It is true, as I understand it, that the modest amount of progressivity left in the Federal tax code means that most income taxes are paid by people who are at least moderately well off. It is also true that Federal income taxes, proper, are only a part of the overall tax burden, and when you factor in other taxes (FICA, sales taxes, gas tax, state income tax, real estate taxes) the overall tax structure in this country becomes regressive (poorer people pay a higher percentage of their income in taxes, overall, than rich people, and MUCH lower than the super-rich. That is a reason activists often give in explaining why having rich people pay more in income taxes is fair.

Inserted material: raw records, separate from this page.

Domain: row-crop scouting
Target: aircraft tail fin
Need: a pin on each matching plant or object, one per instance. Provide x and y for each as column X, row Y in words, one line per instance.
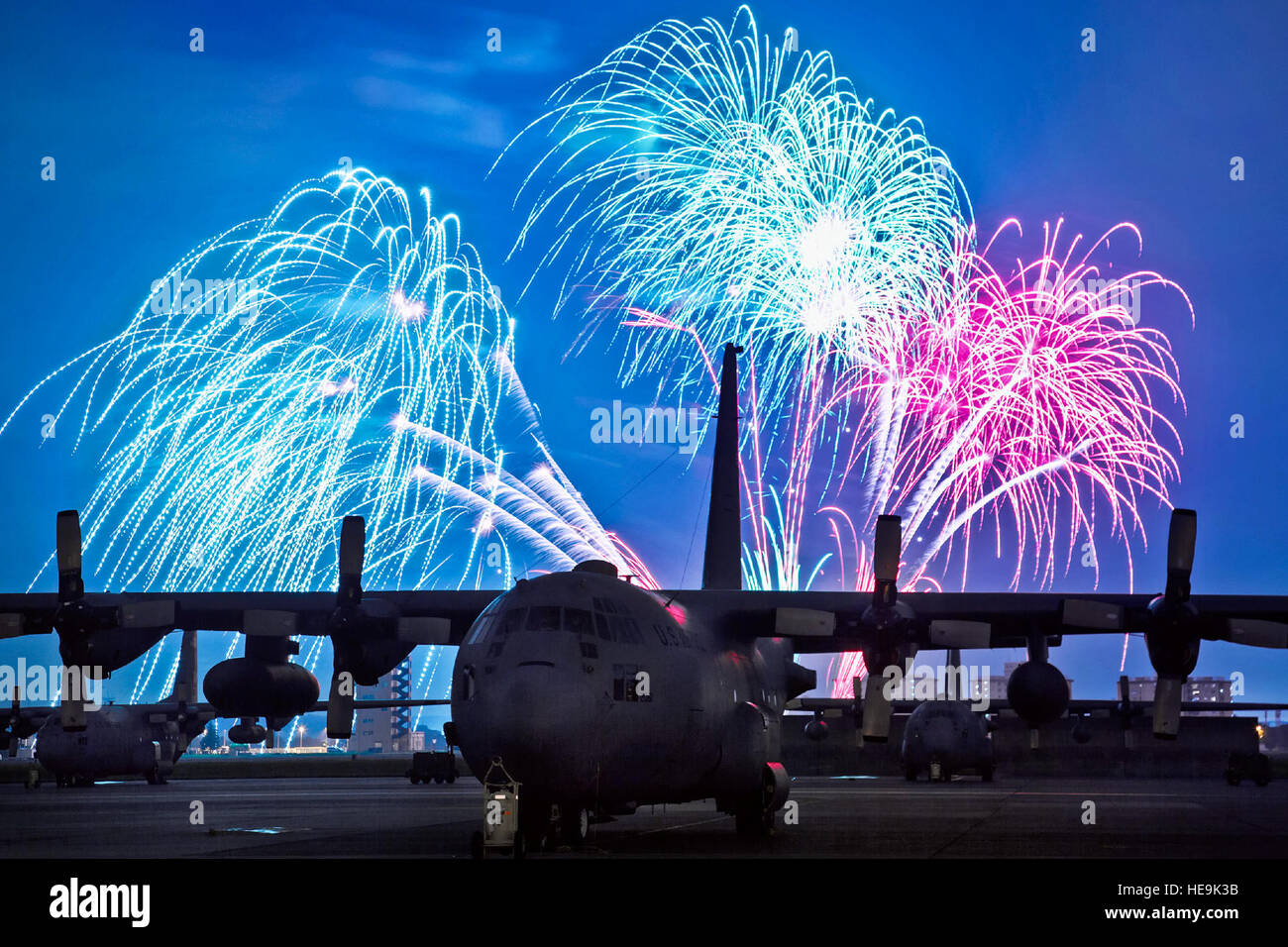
column 721, row 565
column 185, row 678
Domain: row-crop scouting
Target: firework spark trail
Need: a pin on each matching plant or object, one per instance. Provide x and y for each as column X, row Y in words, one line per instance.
column 704, row 187
column 307, row 367
column 699, row 175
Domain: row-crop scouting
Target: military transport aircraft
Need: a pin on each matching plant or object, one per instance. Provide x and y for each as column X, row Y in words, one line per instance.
column 599, row 696
column 137, row 738
column 944, row 736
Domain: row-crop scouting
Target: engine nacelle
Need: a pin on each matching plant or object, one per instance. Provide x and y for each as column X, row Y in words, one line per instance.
column 248, row 732
column 1038, row 692
column 248, row 686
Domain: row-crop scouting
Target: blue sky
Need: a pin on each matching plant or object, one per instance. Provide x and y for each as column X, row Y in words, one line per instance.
column 159, row 147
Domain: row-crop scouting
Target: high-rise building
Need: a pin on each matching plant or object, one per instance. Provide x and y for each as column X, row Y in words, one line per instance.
column 385, row 731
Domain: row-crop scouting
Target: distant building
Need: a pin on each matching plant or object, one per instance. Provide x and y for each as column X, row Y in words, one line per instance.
column 997, row 682
column 1197, row 690
column 385, row 731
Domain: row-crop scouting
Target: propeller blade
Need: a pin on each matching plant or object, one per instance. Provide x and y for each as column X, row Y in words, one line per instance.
column 885, row 549
column 424, row 630
column 1077, row 612
column 887, row 545
column 149, row 613
column 67, row 539
column 1167, row 706
column 1181, row 535
column 1257, row 633
column 876, row 711
column 353, row 552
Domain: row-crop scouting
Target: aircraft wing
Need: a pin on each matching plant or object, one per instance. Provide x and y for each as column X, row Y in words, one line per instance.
column 840, row 621
column 271, row 613
column 833, row 706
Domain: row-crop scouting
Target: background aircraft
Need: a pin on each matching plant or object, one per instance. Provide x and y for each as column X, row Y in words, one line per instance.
column 944, row 736
column 141, row 738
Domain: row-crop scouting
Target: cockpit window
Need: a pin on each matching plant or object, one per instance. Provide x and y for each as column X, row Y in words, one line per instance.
column 482, row 625
column 497, row 628
column 544, row 618
column 578, row 620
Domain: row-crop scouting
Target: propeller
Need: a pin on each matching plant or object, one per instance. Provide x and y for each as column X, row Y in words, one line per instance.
column 887, row 621
column 16, row 727
column 348, row 616
column 80, row 621
column 369, row 635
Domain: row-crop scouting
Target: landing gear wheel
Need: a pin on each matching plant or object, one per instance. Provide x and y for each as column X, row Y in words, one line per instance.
column 754, row 817
column 574, row 825
column 754, row 822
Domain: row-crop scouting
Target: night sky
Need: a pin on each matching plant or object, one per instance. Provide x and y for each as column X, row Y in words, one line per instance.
column 159, row 147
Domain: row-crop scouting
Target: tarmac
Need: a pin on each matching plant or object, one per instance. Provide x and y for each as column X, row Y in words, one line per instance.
column 862, row 817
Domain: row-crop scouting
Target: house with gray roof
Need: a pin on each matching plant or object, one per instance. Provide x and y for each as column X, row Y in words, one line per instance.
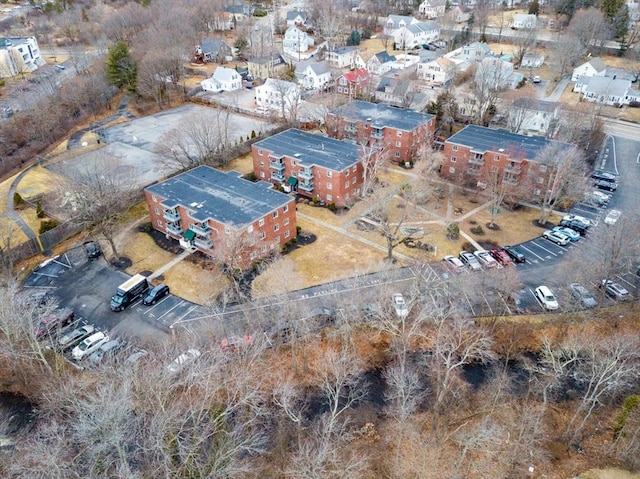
column 311, row 165
column 399, row 131
column 222, row 215
column 476, row 154
column 313, row 75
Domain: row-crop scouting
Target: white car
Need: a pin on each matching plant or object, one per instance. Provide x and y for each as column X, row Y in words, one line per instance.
column 485, row 259
column 612, row 217
column 89, row 345
column 183, row 359
column 400, row 305
column 454, row 262
column 546, row 298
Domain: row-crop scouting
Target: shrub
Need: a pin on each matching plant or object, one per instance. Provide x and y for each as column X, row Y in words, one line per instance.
column 39, row 210
column 47, row 225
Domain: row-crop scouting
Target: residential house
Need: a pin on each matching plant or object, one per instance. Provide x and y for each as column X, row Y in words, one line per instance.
column 266, row 66
column 605, row 90
column 530, row 116
column 396, row 22
column 296, row 41
column 354, row 83
column 594, row 67
column 223, row 79
column 297, row 18
column 524, row 21
column 278, row 95
column 415, row 35
column 497, row 74
column 240, row 11
column 399, row 131
column 311, row 165
column 476, row 153
column 440, row 71
column 474, row 52
column 432, row 9
column 345, row 57
column 215, row 50
column 222, row 215
column 313, row 75
column 19, row 55
column 380, row 63
column 532, row 60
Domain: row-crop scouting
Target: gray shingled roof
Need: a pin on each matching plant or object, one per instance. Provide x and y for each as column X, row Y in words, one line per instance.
column 382, row 115
column 224, row 197
column 312, row 149
column 481, row 139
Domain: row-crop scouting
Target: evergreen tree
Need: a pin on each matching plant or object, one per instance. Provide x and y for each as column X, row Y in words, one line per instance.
column 122, row 70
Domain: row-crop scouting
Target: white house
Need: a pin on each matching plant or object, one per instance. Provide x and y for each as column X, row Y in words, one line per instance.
column 532, row 60
column 524, row 20
column 432, row 9
column 606, row 90
column 223, row 79
column 530, row 116
column 278, row 95
column 345, row 57
column 474, row 52
column 415, row 35
column 396, row 22
column 296, row 17
column 296, row 41
column 594, row 67
column 497, row 74
column 19, row 55
column 440, row 71
column 380, row 63
column 313, row 75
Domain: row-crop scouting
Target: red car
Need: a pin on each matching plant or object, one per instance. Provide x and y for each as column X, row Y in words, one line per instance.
column 501, row 256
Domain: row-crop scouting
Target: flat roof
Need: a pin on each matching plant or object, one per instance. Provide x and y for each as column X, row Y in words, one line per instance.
column 381, row 115
column 483, row 139
column 222, row 196
column 312, row 149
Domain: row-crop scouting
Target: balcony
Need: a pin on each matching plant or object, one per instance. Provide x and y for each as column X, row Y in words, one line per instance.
column 201, row 229
column 204, row 243
column 276, row 165
column 171, row 215
column 306, row 174
column 305, row 185
column 174, row 229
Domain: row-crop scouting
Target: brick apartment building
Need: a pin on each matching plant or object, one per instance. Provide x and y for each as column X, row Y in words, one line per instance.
column 222, row 214
column 311, row 165
column 475, row 153
column 400, row 131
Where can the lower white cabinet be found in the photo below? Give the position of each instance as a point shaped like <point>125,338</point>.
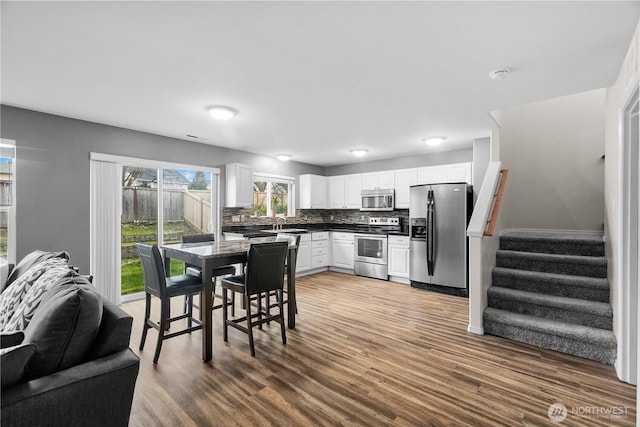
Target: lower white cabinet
<point>342,250</point>
<point>398,256</point>
<point>303,261</point>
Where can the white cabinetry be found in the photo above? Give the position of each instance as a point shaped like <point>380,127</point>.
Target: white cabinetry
<point>344,191</point>
<point>382,179</point>
<point>342,250</point>
<point>398,256</point>
<point>239,185</point>
<point>313,192</point>
<point>457,172</point>
<point>303,261</point>
<point>405,178</point>
<point>320,249</point>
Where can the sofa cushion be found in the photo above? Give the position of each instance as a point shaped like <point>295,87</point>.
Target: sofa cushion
<point>64,326</point>
<point>27,307</point>
<point>13,361</point>
<point>29,261</point>
<point>16,291</point>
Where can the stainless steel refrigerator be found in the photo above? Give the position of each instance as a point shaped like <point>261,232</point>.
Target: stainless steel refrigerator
<point>438,218</point>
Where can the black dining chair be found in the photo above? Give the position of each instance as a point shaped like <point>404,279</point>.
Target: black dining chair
<point>164,288</point>
<point>224,270</point>
<point>264,273</point>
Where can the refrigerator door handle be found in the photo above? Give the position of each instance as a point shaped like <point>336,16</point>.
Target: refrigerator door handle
<point>430,232</point>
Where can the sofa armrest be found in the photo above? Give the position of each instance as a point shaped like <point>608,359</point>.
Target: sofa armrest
<point>98,392</point>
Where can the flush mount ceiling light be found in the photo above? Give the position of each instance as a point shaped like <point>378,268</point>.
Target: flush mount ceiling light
<point>500,74</point>
<point>221,112</point>
<point>359,152</point>
<point>434,140</point>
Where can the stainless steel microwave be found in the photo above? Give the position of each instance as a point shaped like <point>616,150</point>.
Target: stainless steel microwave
<point>377,200</point>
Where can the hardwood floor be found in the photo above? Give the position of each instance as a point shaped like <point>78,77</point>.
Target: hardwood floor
<point>369,353</point>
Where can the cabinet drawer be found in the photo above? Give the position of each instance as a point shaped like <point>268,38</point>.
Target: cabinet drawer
<point>320,244</point>
<point>323,235</point>
<point>398,240</point>
<point>319,251</point>
<point>338,235</point>
<point>320,261</point>
<point>305,237</point>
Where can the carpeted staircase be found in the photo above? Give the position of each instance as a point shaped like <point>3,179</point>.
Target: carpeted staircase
<point>550,289</point>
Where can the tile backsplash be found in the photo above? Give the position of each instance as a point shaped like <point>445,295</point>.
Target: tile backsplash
<point>310,216</point>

But there's another reason I think is even more important. Wealth, ALL wealth, ultimately derives from profits - i.e., from something like a rent for the use of your property - and not from labor. This is true even if a high income is disguised as salary. NOBODY's labor is "worth" more than 200 times the median. Ultra-high CEO salaries come from their ability to control property (their own, and that of shareholders).
And profit is essentially a privatized tax - a tax that we pay on every good and most services that we consume, but that goes strictly to the benefit of a small class of individuals. (Small in percentage population terms; rather large in absolute numbers.) Profit represents the owning class blackmailing us by threatening to withhold the means of production, which would mean that we could not, with our labor, produce anything at all. And the more that wealth becomes concentrated, the stronger the stranglehold that property has on us, and the more they are able to squeeze out.
What progressive tax rates do, in a capitalist society that refuses to simply expropriate private owners, is to reclaim part of that private tax, for the public benefit. More progressive tax rates actually represent a LOWERING of the private tax that is capitalist profit.
And that is why progressive taxes are fair.